La notion de réseaux ouvre alors la voie à de nouvelles analyses en termes de changements techniques et ce grâce à deux transformations majeures dans la conception même des sociétés industrielles [Callon, 1992] :

(1) La première concerne l’unité de référence retenue. Il ne s’agit plus de la firme, du centre de recherche, ou encore du consommateur mais du système de relations coordonnées entre ces différents acteurs.

(2) La seconde porte sur la pertinence de la description séparée des systèmes d’acteurs et des techniques qu’ils utilisent ou qu’ils échangent. Cette

séparation devient en effet de plus en plus difficile tant les stratégies et comportements des acteurs, mais aussi le fonctionnement et les équilibres des institutions dans lesquelles ils entrent et qu’ils contribuent à transformer sont indissociables du contenu et des caractéristiques des technologies qu’ils élaborent et mettent en œuvre. Callon fait ainsi référence à un « bizarre complexe sociotechnique dans lequel acteurs humains et non humains interagissent en permanence » [op. cit. : 54].

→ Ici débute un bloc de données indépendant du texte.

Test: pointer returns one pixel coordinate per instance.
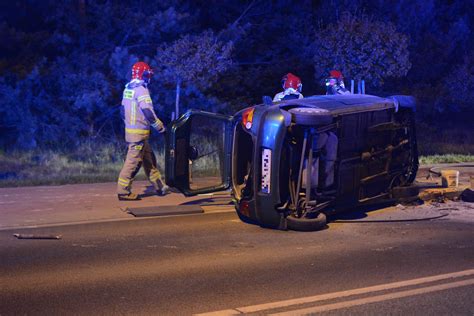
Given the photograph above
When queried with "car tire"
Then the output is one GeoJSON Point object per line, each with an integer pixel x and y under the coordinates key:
{"type": "Point", "coordinates": [306, 224]}
{"type": "Point", "coordinates": [310, 116]}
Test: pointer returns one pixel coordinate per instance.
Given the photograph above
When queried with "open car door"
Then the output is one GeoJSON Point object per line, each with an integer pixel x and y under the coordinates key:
{"type": "Point", "coordinates": [198, 152]}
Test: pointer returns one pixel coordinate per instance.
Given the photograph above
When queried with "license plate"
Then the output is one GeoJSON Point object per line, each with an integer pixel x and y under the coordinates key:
{"type": "Point", "coordinates": [266, 170]}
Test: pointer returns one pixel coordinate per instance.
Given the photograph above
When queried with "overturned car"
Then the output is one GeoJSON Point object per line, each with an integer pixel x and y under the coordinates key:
{"type": "Point", "coordinates": [292, 163]}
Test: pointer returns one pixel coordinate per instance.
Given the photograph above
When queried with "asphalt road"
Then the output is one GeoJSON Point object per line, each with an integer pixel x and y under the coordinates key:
{"type": "Point", "coordinates": [213, 262]}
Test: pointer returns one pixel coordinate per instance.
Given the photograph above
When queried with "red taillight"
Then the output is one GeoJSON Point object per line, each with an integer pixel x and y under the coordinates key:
{"type": "Point", "coordinates": [245, 208]}
{"type": "Point", "coordinates": [247, 118]}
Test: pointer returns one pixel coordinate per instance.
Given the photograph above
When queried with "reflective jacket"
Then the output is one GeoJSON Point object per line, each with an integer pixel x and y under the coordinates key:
{"type": "Point", "coordinates": [137, 112]}
{"type": "Point", "coordinates": [288, 94]}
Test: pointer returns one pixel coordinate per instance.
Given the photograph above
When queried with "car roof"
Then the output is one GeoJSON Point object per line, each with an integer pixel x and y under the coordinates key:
{"type": "Point", "coordinates": [342, 104]}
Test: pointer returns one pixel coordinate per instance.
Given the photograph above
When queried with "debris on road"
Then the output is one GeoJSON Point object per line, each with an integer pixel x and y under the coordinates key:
{"type": "Point", "coordinates": [32, 236]}
{"type": "Point", "coordinates": [467, 195]}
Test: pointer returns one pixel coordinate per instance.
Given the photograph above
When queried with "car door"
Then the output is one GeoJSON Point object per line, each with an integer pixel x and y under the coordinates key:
{"type": "Point", "coordinates": [198, 152]}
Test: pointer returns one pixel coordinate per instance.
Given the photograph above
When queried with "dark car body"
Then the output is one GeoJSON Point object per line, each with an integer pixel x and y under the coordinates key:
{"type": "Point", "coordinates": [263, 161]}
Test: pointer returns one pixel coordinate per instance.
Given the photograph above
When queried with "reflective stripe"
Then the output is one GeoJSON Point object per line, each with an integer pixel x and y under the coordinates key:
{"type": "Point", "coordinates": [137, 131]}
{"type": "Point", "coordinates": [128, 94]}
{"type": "Point", "coordinates": [133, 117]}
{"type": "Point", "coordinates": [123, 182]}
{"type": "Point", "coordinates": [144, 98]}
{"type": "Point", "coordinates": [155, 177]}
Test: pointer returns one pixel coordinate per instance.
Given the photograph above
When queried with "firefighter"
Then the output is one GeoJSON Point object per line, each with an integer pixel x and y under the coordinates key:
{"type": "Point", "coordinates": [138, 115]}
{"type": "Point", "coordinates": [335, 83]}
{"type": "Point", "coordinates": [292, 87]}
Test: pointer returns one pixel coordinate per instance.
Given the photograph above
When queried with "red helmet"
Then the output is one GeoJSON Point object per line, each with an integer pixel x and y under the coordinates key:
{"type": "Point", "coordinates": [142, 71]}
{"type": "Point", "coordinates": [336, 74]}
{"type": "Point", "coordinates": [291, 81]}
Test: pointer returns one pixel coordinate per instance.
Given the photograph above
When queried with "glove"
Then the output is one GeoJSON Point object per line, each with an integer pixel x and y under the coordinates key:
{"type": "Point", "coordinates": [158, 125]}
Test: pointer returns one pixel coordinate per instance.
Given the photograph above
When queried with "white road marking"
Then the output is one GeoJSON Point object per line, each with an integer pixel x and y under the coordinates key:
{"type": "Point", "coordinates": [347, 293]}
{"type": "Point", "coordinates": [378, 298]}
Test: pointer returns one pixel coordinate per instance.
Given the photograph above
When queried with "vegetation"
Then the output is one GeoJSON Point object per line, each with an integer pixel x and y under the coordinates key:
{"type": "Point", "coordinates": [64, 65]}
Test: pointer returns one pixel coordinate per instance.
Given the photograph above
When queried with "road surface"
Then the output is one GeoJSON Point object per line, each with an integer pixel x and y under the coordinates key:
{"type": "Point", "coordinates": [213, 262]}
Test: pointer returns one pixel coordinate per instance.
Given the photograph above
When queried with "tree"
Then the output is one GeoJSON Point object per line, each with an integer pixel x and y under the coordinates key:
{"type": "Point", "coordinates": [361, 49]}
{"type": "Point", "coordinates": [195, 59]}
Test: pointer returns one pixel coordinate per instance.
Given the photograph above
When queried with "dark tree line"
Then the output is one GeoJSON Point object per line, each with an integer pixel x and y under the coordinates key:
{"type": "Point", "coordinates": [63, 65]}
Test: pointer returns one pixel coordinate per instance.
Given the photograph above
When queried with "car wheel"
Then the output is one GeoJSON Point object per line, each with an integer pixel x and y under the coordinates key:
{"type": "Point", "coordinates": [310, 116]}
{"type": "Point", "coordinates": [306, 224]}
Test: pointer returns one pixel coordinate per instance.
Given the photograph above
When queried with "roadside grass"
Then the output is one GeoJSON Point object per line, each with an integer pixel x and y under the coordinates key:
{"type": "Point", "coordinates": [91, 163]}
{"type": "Point", "coordinates": [448, 158]}
{"type": "Point", "coordinates": [87, 164]}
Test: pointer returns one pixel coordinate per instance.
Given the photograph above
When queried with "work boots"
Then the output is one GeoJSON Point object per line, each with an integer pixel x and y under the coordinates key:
{"type": "Point", "coordinates": [128, 197]}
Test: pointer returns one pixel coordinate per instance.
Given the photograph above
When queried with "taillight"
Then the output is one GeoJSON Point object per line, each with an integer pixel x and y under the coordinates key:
{"type": "Point", "coordinates": [247, 118]}
{"type": "Point", "coordinates": [245, 208]}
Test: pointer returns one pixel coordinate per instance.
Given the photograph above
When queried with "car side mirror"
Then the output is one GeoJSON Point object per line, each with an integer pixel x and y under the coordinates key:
{"type": "Point", "coordinates": [193, 153]}
{"type": "Point", "coordinates": [267, 100]}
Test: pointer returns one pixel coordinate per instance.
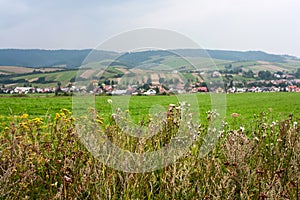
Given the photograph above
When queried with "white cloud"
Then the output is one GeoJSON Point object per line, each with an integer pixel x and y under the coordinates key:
{"type": "Point", "coordinates": [270, 25]}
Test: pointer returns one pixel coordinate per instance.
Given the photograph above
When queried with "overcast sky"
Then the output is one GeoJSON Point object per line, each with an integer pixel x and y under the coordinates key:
{"type": "Point", "coordinates": [267, 25]}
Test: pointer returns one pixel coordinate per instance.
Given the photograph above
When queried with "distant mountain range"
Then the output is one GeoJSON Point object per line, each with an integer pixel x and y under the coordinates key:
{"type": "Point", "coordinates": [37, 58]}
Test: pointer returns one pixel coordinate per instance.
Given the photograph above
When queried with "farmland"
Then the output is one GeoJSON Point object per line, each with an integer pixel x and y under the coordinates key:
{"type": "Point", "coordinates": [256, 156]}
{"type": "Point", "coordinates": [246, 104]}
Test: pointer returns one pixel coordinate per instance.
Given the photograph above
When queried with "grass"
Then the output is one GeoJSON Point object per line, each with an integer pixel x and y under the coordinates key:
{"type": "Point", "coordinates": [246, 104]}
{"type": "Point", "coordinates": [44, 158]}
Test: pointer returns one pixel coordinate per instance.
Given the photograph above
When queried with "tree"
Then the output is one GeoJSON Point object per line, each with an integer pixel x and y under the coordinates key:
{"type": "Point", "coordinates": [297, 74]}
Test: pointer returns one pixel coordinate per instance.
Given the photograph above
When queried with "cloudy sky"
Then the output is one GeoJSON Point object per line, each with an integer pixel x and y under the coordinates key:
{"type": "Point", "coordinates": [268, 25]}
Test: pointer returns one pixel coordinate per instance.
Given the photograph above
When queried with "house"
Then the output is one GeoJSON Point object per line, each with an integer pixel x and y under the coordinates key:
{"type": "Point", "coordinates": [150, 92]}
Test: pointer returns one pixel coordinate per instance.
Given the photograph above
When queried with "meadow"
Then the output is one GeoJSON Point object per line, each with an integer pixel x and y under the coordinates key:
{"type": "Point", "coordinates": [256, 156]}
{"type": "Point", "coordinates": [247, 105]}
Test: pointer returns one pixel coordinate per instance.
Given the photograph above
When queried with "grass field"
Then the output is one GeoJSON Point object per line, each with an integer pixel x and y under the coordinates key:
{"type": "Point", "coordinates": [245, 104]}
{"type": "Point", "coordinates": [256, 154]}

Ces concepts d’innovation et de réseaux technico-économiques sont sous-jacents à l’ensemble des développements du courant de la sociologie de la traduction. Ils permettent d’appréhender le contexte dans lequel est construite une seconde problématique au sein du CSI : comprendre le succès ou l’échec des innovations ? C’est ce que nous allons à présent analyser au travers du modèle de la traduction qui combine plusieurs caractéristiques.

En concentrant ses études sur le moment de la conception des innovations, l’approche du CSI propose une analyse approfondie de la technologie.

Le modèle de l’innovation retenu s’appuie sur une critique des modèles classiques de la technologie : une place prégnante est accordée aux réseaux de collaboration entourant l’innovation, les réseaux technico-économiques.

L’innovation ne peut plus être pensée dans une perspective linéaire : elle est le fruit d’un processus en boucles, co-construit avec son environnement.